Peter Pilz erläuterte das Papier: "Die Grünen sind erstmals für das Ersetzen der Neutralität durch die Sicherheitsgemeinschaft. Ziel ist eine Gemeinschaft, die 25 nationale Armeen durch ein gemeinsames Militär als Instrument einer gemeinsamen Friedenspolitik ersetzt.“ In dem Beschluss heißt es: "Die Grünen treten für die Vergemeinschaftung der Außenpolitik und in deren Folge für die Vergemeinschaftung der Sicherheitspolitik ein."

Bei den Grünen liefen die Telefone heiß, und im Internet wurde heftig diskutiert: Allein im Online-Standard gaben binnen weniger Stunden 300 User ihre Kommentare ab. Auf der Homepage der Grünen lief die Diskussion unter dem Motto: "Grüne wollen Neutralität gegen Krieg tauschen."

Unmoderner Grüner

Bundesrat Stefan Schennach bezeichnete sich im STANDARD-Gespräch als "unmoderner Grüner". "In einem europäischen Sicherheitssystem muss auch Platz für neutrale Staaten sein", sagt er, und er glaubt die Mehrheit der Wiener Grünen hinter sich.

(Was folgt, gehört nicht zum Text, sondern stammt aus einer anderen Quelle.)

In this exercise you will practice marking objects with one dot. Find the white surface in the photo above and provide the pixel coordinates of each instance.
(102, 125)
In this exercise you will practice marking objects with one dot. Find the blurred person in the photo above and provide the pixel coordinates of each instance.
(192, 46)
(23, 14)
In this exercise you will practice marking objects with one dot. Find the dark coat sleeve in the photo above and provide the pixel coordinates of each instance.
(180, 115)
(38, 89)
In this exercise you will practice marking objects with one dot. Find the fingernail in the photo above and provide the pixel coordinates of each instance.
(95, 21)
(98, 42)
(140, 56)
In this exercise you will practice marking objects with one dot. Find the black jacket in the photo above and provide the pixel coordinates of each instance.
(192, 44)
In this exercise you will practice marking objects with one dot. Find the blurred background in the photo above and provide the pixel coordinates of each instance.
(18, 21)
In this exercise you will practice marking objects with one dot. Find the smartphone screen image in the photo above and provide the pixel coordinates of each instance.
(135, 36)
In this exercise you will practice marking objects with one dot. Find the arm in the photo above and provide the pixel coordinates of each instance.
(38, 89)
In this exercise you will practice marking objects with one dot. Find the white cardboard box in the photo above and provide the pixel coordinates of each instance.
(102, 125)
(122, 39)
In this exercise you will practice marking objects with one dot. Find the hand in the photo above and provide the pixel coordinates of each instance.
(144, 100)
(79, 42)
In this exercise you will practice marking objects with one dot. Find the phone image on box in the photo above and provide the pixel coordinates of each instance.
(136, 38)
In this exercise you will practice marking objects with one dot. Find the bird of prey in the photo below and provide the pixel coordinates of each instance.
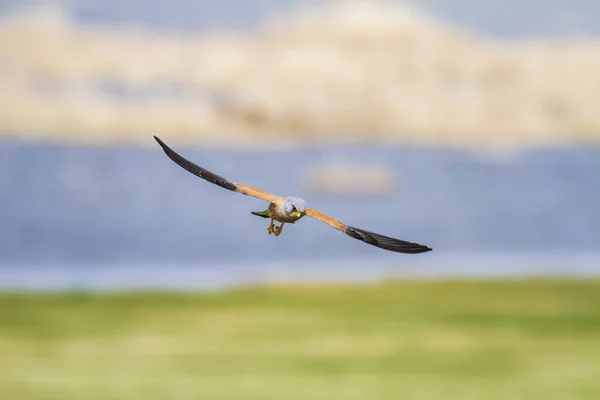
(288, 210)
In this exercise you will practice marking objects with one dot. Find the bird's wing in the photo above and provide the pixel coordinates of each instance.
(375, 239)
(214, 178)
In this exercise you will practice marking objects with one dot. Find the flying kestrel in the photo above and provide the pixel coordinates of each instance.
(288, 210)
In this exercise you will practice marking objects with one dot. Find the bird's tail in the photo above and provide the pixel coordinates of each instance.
(264, 214)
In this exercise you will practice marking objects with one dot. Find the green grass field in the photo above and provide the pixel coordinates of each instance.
(401, 340)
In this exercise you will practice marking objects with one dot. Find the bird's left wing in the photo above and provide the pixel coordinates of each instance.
(375, 239)
(214, 178)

Die Parteispitze versuchte am Montag zurückzurudern: Vizechefin Eva Glawischnig nannte bei einem Pressegespräch zwei Bedingungen, die derzeit praktisch unerfüllbar erscheinen: Die Grünen würden einem Abschied von der Neutralität nur dann zustimmen, wenn kein europäischer Staat mehr eine Sonderrolle habe, also nicht mehr der Nato angehöre. Außerdem müsste das EU-Parlament die gemeinsame Sicherheitspolitik aktiv kontrollieren können.

Für den Grünen EU-Abgeordneten Johannes Voggenhuber ist es bis zur Abschaffung der österreichischen Neutralität "noch ein weiter Weg". Mit ihrem Beschluss hätten die Grünen "eine große Vision" aufzeigen wollen. Von einer „fundamentalen Richtungsänderung“ sprach SP-Chef Alfred Gusenbauer. Die SP sei Garant für die Beibehaltung der Neutralität. Bundesgeschäftsführerin Doris Bures sieht ein "Andienen" der Grünen an die Volkspartei.

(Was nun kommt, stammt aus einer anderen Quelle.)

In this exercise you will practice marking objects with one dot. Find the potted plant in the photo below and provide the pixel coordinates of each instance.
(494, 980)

"Jeder Partei ist es unbenommen, da Positionierungen zu treffen", sagte Generalsekretär Reinhold Lopatka. "Unter den Grünen ist es ja so, dass sich unmittelbar an ihrer Position nichts ändert." An der Neutralität werde festgehalten. Für FPÖ-Wehrsprecher Reinhard Bösch ist die Vergemeinschaftung der nationalen Armeen "absurd". (DER STANDARD, Printausgabe, 9.11.2004)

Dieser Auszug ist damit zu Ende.